La revelación lo golpeó de repente, aguda y abrumadora. El alivio lo invadió tan rápido que casi dolía. Pero rápidamente fue seguido por algo más pesado cuando vio su expresión, la forma en que evitaba su mirada, la manera en que la vergüenza se adhería a ella como una segunda piel.

—Hola —dijo suavemente, sentándose completamente a su lado y atrayéndola con delicadeza hacia sus brazos—. ¿Por qué te estás disculpando?

Ella negó con la cabeza, las lágrimas cayendo más rápido ahora que él estaba cerca.

—Asusté a todos. Te preocupé. No quise desaparecer así —su voz se quebró—. Recuerdo todo.

Leo apretó su abrazo, una mano acunando la parte posterior de su cabeza, presionándola suavemente contra su pecho. Apoyó su mejilla contra su cabello, respirando su aroma, aferrándose al hecho de que ella estaba aquí. Completamente aquí.

—No necesitas disculparte por sobrevivir —dijo en voz baja—. Ni por quebrarte cuando algo te lastimó.

Ella dejó escapar un pequeño sollozo quebrado, sus manos aferrándose a sus hombros.

—Odio esa parte de mí —susurró—. La que huye.

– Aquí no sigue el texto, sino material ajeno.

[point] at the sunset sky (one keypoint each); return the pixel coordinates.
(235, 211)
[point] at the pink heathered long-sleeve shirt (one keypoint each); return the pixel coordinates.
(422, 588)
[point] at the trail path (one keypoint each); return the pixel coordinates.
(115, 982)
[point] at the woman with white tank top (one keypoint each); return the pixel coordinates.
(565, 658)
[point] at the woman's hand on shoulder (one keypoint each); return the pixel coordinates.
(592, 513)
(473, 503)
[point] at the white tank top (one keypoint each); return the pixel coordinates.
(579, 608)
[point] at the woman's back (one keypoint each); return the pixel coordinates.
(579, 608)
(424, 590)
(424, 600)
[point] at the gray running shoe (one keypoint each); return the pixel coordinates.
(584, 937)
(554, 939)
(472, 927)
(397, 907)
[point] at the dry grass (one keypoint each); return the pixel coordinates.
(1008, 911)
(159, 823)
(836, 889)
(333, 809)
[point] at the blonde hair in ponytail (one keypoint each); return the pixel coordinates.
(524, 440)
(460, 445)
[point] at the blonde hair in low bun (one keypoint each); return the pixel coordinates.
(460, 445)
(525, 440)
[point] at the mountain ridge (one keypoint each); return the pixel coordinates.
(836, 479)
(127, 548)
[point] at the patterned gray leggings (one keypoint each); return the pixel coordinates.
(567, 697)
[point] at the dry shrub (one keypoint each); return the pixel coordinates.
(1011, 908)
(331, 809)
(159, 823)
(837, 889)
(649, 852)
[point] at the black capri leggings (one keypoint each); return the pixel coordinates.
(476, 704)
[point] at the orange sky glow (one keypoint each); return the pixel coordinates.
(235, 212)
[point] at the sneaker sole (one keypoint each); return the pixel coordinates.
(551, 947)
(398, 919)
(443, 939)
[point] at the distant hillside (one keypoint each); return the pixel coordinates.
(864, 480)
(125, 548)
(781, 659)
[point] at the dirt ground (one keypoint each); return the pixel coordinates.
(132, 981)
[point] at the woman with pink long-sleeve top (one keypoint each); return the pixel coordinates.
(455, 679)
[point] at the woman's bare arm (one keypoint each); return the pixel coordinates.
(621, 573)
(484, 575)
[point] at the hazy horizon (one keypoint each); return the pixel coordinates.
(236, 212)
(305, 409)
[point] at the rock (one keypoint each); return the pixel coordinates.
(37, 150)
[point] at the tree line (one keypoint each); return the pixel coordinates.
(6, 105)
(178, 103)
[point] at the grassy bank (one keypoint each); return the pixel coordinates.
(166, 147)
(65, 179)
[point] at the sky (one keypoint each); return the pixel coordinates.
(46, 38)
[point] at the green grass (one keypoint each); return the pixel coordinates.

Leo se apartó lo suficiente para mirarla a la cara. Su pulgar limpió las lágrimas bajo sus ojos, lento y cuidadoso, como si pudiera romperse si se apresuraba.

—Esa parte de ti te mantuvo con vida —dijo con firmeza—. Te protegió cuando no podías protegerte a ti misma. No hay nada que odiar.

Sus labios temblaron.

—Recordé cosas que no quería recordar —admitió—. Y luego todo quedó en silencio. Como si me escondiera dentro de mí misma.

Los ojos de Leo se suavizaron dolorosamente. Se inclinó hacia adelante y presionó un suave beso en su frente, demorándose allí.

—Has vuelto —murmuró—. Eso es lo único que importa.

Ella asintió débilmente, finalmente levantando sus brazos para abrazarlo por completo, enterrando su rostro en su pecho. Leo la sostuvo como si nunca más fuera a soltarla, un brazo firmemente alrededor de su espalda, el otro dando lentas y reconfortantes caricias a lo largo de su columna.

—Estoy aquí —susurró, una y otra vez—. Estás a salvo. Te tengo.

—Alan… —Bella dudó, el nombre saliendo suavemente, como si estuviera probando si aún dolía decirlo.

Leo no se tensó. Solo suspiró, lento y controlado, su brazo aún envuelto firmemente alrededor de ella.

—Le dije que abandonara la ciudad —dijo con calma—. Y lo hizo. Recibió su karma en el camino. Un pequeño accidente. Nada que amenazara su vida.

Bella sorbió por la nariz, sus dedos enroscándose ligeramente en la tela cerca de su cintura.

—Eres tan amable —murmuró honestamente—. Me alegra que no lo castigaras demasiado. Te has vuelto más amable desde que estoy contigo.

Leo rió quedamente, el sonido bajo y cálido contra su oído.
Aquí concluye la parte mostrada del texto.